Ce qu’il faut aussi savoir, c’est que Moussa Moïse à une certaine lecture de la sphère culturelle du pays. Dans le temps, il a su développer une certaine accointance avec les acteurs culturels quand il était à la DCI. Sa venue à la tête du département de la culture n’est pas fortuite. Le Président estime que c’est la personne qu’il faut pour établir une véritable politique pour pouvoir sortir le secteur culturel du bourbier. Je crois que nous devons aussi lui accorder ce crédit.
Ce ministre possède-t-il le profil adéquat pour diriger cette institution, souvent considérée comme parent pauvre de l’action gouvernementale ?
Je pense qu’il est prématuré de porter un jugement. Il est trop tôt pour émettre une appréciation. Nous lui accordons le temps de travailler. Nous espérons qu'il sera à la hauteur. En tant que journaliste, je le surveillerai attentivement. Dans 6 mois, nous serons là pour éplucher ses premiers résultats.

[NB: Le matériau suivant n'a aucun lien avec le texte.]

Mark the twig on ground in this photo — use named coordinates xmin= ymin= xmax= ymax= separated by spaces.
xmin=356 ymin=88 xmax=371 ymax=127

Quelles sont, selon vous, les grandes lignes auxquelles il doit s'atteler dans ce contexte exceptionnel ?
Je recommanderais qu'il commence par organiser les états généraux de la culture afin d'écouter les parties et de prendre en considération les difficultés rencontrées par les divers secteurs culturels. Ensuite, ce ministre devrait assumer plusieurs responsabilités clés, telles que la promotion et le soutien des arts et de la culture sous toutes leurs formes, en encourageant la créativité et l'expression artistique, y compris le soutien aux artistes et aux institutions culturelles surtout privées.
Il doit également s'engager à rendre la culture accessible à tous. Cela peut se concrétiser à travers des programmes éducatifs, des subventions, des politiques publiques favorisant l'accès à la culture et la promotion de la diversité culturelle. En ce qui concerne les infrastructures, le temps est compté car nous sommes en période de Transition. Cependant, ce nouveau ministre pourrait jeter les bases d'un programme de construction d'espaces de création et de production. Pour y parvenir, il devrait être capable de défendre des propositions de budget conséquentes au Conseil des ministres et au Conseil national de Transition (CNT).
Quel bilan dressez-vous de la gestion de l’ancien ministre de la Culture, du Tourisme et de l’Artisanat Alpha Soumah alias Bill de Sam ?
Pour être honnête, je ne peux pas tout peindre en noir. Alpha Soumah a réussi à faire quelques réformes, notamment la mise en vigueur de la loi sur la protection des œuvres littéraires et artistiques, ainsi que la copie privée. Cependant, un accord a été signé avec la direction générale des Douanes pour la perception de la rémunération pour copie privée et la reprographie des œuvres fixées sur support graphique ou analogique, et la mise en œuvre du droit d’importation des œuvres littéraires et artistiques. Ces mesures verront forcément un impact positif sur les droits d'auteur.
D'autres actions entreprises par le ministre Bill de Sam incluent l'élaboration des statuts des directions en charge de la Culture, la réhabilitation en cours du musée de Sandervalia avec un projet d'extension. À cela s’ajoute l'adoption d'une loi sur le statut des artistes et des hommes de culture, la finition du centre multiculturel de la Ma-maya à Kankan, la construction d'infrastructures touristiques telles qu'un village écotouristique, une école de balafon et la réhabilitation du Fort Gallieni à Niagassola.
Pensez-vous qu'il est nécessaire d’avoir un ministre politique à la tête du département chargé de la culture ou des affaires culturelles pour promouvoir la culture guinéenne à l'échelle mondiale, à l'image de nos frères africains du Nigéria, de la République démocratique du Congo, de la Côte d’Ivoire, du Sénégal, du Mali par exemple ?
À ce stade, la Guinée requiert un ministre pragmatique, visionnaire et compétent en gestion. Peu importe que sa provenance soit la société civile, le monde de la culture ou de la politique, etc. Il est temps d'agir plutôt que de faire de beaux discours, car d'importantes réformes sont urgentes. La Guinée a besoin d'un ministre de la Culture capable de mettre en œuvre rapidement des réformes importantes et de revitaliser le secteur. Il est important de se concentrer sur l'amélioration des infrastructures culturelles et la promotion des activités culturelles à l'échelle nationale et internationale. Le profil idéal pour ce poste devrait avoir une solide expertise en culture ainsi que des compétences avérées en gestion et en leadership.